Pair Corralation between Hood River and John Hancock

Assuming the 90 days horizon Hood River New is expected to generate 4.44 times more return on investment than John Hancock. However, Hood River is 4.44 times more volatile than John Hancock Funds. It trades about 0.47 of its potential returns per unit of risk. John Hancock Funds is currently generating about 0.34 per unit of risk. If you would invest  1,236  in Hood River New on September 4, 2024 and sell it today you would earn a total of  184.00  from holding Hood River New or generate 14.89% return on investment over 90 days.
Time Period3 Months [change]
DirectionMoves Together 
StrengthWeak
Accuracy100.0%
ValuesDaily Returns

Hood River New  vs.  John Hancock Funds

 Performance 
       Timeline  
Hood River New 

Risk-Adjusted Performance

27 of 100

 
Weak
 
Strong
Strong
Compared to the overall equity markets, risk-adjusted returns on investments in Hood River New are ranked lower than 27 (%) of all funds and portfolios of funds over the last 90 days. In spite of fairly weak basic indicators, Hood River showed solid returns over the last few months and may actually be approaching a breakup point.
John Hancock Funds 

Risk-Adjusted Performance

9 of 100

 
Weak
 
Strong
OK
Compared to the overall equity markets, risk-adjusted returns on investments in John Hancock Funds are ranked lower than 9 (%) of all funds and portfolios of funds over the last 90 days. In spite of fairly strong forward-looking signals, John Hancock is not utilizing all of its potentials. The current stock price disturbance, may contribute to short-term losses for the investors.

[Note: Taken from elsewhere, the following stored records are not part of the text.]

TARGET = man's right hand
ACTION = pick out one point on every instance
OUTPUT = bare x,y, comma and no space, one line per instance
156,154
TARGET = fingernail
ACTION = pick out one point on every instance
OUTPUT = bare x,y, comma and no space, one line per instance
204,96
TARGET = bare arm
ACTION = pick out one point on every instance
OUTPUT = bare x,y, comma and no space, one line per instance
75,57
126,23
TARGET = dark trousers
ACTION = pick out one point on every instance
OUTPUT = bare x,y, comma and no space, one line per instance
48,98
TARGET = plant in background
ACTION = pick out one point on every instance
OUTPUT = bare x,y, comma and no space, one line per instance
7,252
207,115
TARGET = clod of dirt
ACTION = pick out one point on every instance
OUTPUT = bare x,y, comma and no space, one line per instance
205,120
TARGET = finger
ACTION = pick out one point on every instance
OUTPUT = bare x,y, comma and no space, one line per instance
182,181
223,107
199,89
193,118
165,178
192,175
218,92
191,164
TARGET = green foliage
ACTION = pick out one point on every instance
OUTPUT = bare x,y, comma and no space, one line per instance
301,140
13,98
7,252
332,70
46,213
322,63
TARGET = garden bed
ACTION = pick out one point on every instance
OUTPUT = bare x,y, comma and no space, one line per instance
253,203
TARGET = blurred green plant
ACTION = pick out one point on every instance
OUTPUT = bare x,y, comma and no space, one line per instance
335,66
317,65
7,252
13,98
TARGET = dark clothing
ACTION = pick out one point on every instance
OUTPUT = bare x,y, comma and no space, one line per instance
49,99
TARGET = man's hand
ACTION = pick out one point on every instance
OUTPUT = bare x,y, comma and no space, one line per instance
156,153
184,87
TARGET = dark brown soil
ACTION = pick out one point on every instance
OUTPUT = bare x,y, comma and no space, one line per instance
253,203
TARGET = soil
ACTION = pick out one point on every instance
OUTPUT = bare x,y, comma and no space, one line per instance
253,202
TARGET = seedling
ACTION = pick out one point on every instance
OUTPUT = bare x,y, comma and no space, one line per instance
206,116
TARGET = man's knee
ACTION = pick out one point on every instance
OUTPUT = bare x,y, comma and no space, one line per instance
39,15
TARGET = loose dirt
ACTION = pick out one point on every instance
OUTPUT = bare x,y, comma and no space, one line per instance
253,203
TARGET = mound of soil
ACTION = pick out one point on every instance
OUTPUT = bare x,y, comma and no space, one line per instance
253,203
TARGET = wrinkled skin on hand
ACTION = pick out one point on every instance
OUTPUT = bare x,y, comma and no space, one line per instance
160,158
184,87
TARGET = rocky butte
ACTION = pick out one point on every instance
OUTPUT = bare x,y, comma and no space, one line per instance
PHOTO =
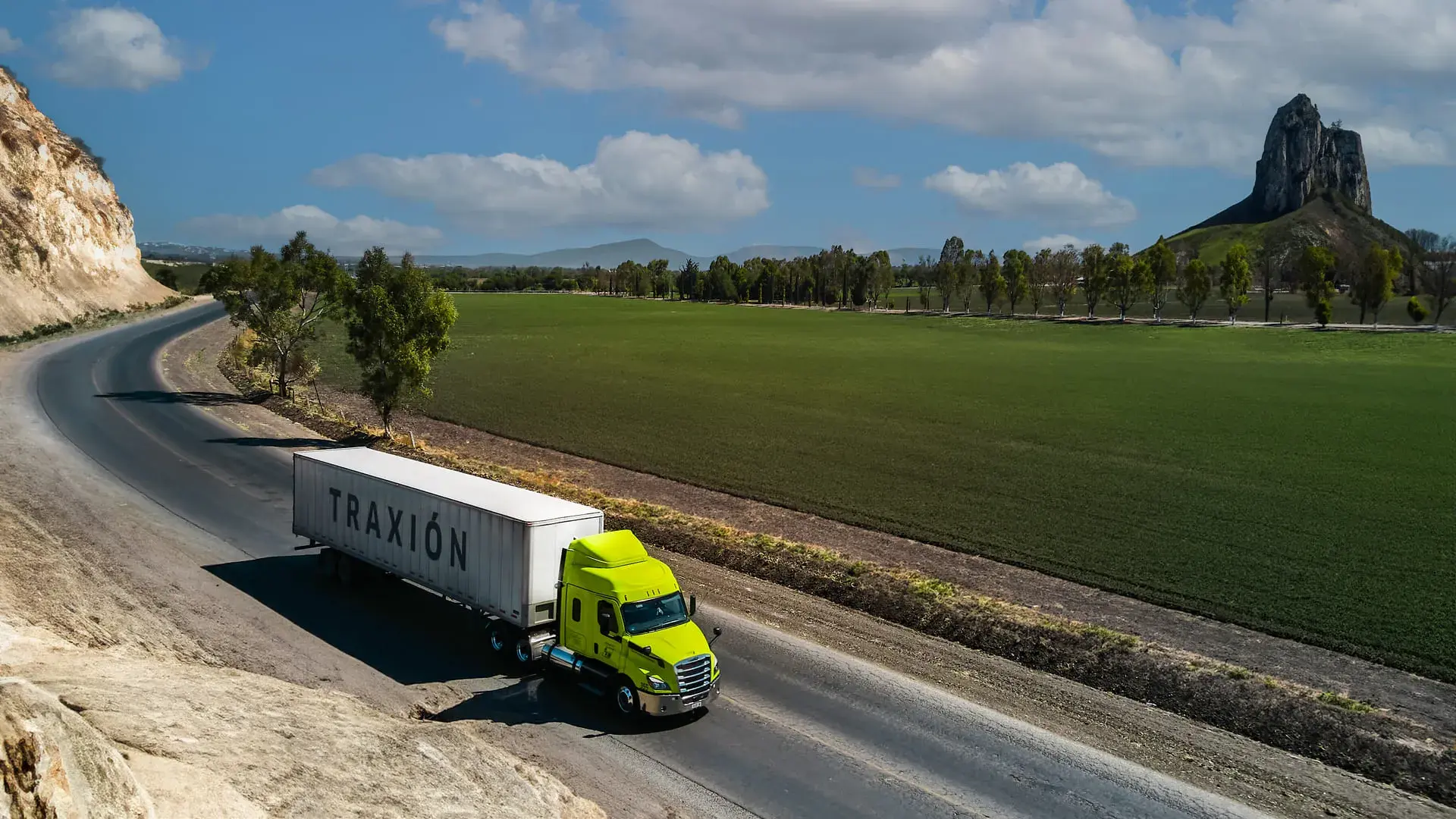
1310,187
67,245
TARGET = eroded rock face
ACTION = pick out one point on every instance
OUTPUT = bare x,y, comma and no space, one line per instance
1304,156
67,245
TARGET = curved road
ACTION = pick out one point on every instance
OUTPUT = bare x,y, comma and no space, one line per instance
800,730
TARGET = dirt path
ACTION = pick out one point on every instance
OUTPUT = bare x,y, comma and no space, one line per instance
1215,760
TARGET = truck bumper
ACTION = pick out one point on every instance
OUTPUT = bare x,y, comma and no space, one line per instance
672,704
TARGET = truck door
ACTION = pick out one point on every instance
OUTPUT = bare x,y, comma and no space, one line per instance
607,640
577,624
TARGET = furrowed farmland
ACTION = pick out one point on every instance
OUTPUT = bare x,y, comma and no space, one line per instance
1296,482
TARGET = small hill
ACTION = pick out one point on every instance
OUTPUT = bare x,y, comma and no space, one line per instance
1310,187
67,245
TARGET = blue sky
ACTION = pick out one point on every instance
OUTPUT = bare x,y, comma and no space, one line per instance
526,126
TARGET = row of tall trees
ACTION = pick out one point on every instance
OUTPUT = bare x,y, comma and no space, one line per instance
397,318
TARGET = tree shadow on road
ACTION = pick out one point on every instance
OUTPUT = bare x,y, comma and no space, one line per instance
293,444
196,398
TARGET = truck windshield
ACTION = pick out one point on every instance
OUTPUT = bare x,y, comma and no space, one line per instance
651,615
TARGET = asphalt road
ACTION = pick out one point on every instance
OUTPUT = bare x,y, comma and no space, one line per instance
800,730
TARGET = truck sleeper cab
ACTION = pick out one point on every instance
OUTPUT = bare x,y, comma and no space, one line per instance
625,626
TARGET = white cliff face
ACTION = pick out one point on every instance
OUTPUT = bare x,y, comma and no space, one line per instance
67,245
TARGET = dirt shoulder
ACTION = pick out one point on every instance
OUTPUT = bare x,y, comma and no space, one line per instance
1404,694
1209,758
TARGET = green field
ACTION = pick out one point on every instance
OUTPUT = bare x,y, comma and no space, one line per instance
1296,482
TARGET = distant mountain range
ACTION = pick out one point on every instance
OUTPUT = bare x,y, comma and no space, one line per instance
598,256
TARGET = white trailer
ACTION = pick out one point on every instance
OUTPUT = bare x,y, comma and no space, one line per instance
494,547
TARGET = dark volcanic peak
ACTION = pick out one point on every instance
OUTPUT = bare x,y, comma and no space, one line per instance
1302,159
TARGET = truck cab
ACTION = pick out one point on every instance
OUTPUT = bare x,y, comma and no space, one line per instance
625,621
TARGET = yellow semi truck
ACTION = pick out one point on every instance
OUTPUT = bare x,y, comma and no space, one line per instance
554,586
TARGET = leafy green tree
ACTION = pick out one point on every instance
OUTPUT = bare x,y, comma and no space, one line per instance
1416,309
658,276
1015,268
1194,287
398,322
1126,280
1316,279
1065,275
1038,280
1439,278
992,283
948,270
1094,276
283,299
1235,280
1163,276
688,280
1375,280
881,278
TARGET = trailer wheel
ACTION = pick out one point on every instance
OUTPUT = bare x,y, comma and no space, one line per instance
523,651
498,635
328,563
348,572
625,697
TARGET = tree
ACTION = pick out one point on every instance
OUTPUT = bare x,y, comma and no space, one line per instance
660,279
1128,279
398,324
1439,278
992,283
948,270
283,299
1375,281
1235,280
1416,309
688,279
1065,273
1194,287
1038,280
1316,279
880,276
1094,276
1163,276
1014,270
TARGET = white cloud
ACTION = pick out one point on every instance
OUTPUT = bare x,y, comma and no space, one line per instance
871,178
1139,86
1057,193
327,231
1055,242
115,49
637,181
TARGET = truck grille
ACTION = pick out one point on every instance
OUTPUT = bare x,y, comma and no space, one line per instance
695,675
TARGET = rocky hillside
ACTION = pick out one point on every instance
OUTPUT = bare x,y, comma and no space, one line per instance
67,245
1310,187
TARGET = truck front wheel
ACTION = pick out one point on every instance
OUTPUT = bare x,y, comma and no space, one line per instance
626,698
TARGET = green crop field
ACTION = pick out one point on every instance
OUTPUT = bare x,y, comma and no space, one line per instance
1296,482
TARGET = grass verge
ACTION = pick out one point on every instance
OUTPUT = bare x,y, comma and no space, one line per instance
1321,725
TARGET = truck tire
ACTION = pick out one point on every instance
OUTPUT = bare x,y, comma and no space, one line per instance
498,635
328,563
523,651
623,695
348,572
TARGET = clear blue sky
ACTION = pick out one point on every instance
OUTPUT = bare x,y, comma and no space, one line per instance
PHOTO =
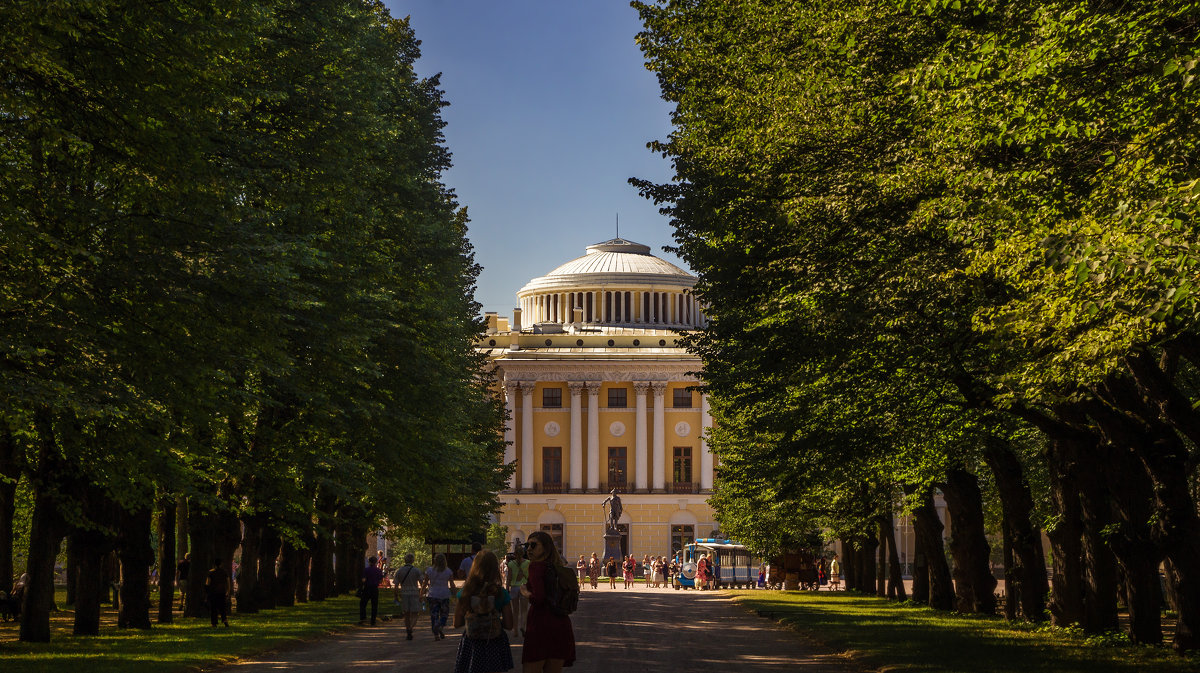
550,112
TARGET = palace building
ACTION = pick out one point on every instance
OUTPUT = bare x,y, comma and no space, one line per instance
601,397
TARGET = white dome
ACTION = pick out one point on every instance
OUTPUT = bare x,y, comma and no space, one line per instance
619,256
617,283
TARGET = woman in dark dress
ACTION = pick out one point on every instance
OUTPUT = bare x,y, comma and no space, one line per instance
550,640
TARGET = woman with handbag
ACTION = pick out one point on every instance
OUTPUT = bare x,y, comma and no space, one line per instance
407,593
485,608
550,640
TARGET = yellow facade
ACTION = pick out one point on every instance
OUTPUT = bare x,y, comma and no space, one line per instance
607,320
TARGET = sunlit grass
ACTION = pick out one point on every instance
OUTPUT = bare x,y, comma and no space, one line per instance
184,646
897,637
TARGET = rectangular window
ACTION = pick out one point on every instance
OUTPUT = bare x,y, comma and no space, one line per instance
617,468
552,466
682,536
682,398
618,398
682,464
556,533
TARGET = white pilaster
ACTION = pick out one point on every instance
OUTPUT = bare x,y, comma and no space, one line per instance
640,455
706,456
527,436
510,428
660,468
576,479
593,436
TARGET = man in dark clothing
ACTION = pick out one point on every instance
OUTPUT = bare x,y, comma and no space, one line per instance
217,586
465,566
370,590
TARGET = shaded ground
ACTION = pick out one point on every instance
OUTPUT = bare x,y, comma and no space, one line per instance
616,630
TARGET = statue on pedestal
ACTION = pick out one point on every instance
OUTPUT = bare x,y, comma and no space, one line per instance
613,516
612,536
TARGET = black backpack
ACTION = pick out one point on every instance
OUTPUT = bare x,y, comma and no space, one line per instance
562,589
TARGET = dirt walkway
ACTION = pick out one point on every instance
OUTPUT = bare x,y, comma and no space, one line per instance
616,630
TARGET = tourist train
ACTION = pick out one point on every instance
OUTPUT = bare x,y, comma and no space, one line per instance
735,564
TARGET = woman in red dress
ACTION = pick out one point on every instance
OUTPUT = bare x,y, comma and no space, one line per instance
550,640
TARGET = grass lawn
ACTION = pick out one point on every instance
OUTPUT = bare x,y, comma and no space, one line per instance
185,646
893,637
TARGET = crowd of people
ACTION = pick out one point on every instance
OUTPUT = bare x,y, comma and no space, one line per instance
497,602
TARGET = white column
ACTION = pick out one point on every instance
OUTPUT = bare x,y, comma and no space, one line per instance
640,455
576,480
527,436
510,428
706,456
593,436
660,466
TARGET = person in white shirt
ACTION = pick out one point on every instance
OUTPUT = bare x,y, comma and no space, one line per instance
438,583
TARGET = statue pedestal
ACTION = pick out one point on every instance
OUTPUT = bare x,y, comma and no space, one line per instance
612,546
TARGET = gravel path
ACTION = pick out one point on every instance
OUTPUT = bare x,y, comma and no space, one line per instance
616,630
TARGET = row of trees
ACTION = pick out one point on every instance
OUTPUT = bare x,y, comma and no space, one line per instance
235,296
951,244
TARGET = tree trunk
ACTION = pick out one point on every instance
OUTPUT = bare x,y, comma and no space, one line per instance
45,538
869,572
928,529
72,569
975,583
1012,587
881,560
1025,572
849,553
268,580
1066,538
201,527
90,548
895,589
166,524
1156,414
247,571
10,472
343,562
304,572
137,556
181,536
286,586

Hood River and John Hancock Volatility Contrast

   Predicted Return Density   
       Returns  

Pair Trading with Hood River and John Hancock

The main advantage of trading using opposite Hood River and John Hancock positions is that it hedges away some unsystematic risk. Because of two separate transactions, even if Hood River position performs unexpectedly, John Hancock can make up some of the losses. Pair trading also minimizes risk from directional movements in the market. For example, if an entire industry or sector drops because of unexpected headlines, the short position in John Hancock will offset losses from the drop in John Hancock's long position.
The idea behind Hood River New and John Hancock Funds pairs trading is to make the combined position market-neutral, meaning the overall market's direction will not affect its win or loss (or potential downside or upside). This can be achieved by designing a pairs trade with two highly correlated stocks or equities that operate in a similar space or sector, making it possible to obtain profits through simple and relatively low-risk investment.
Check out your portfolio center.
Note that this page's information should be used as a complementary analysis to find the right mix of equity instruments to add to your existing portfolios or create a brand new portfolio. You can also try the Portfolio Comparator module to compare the composition, asset allocations and performance of any two portfolios in your account.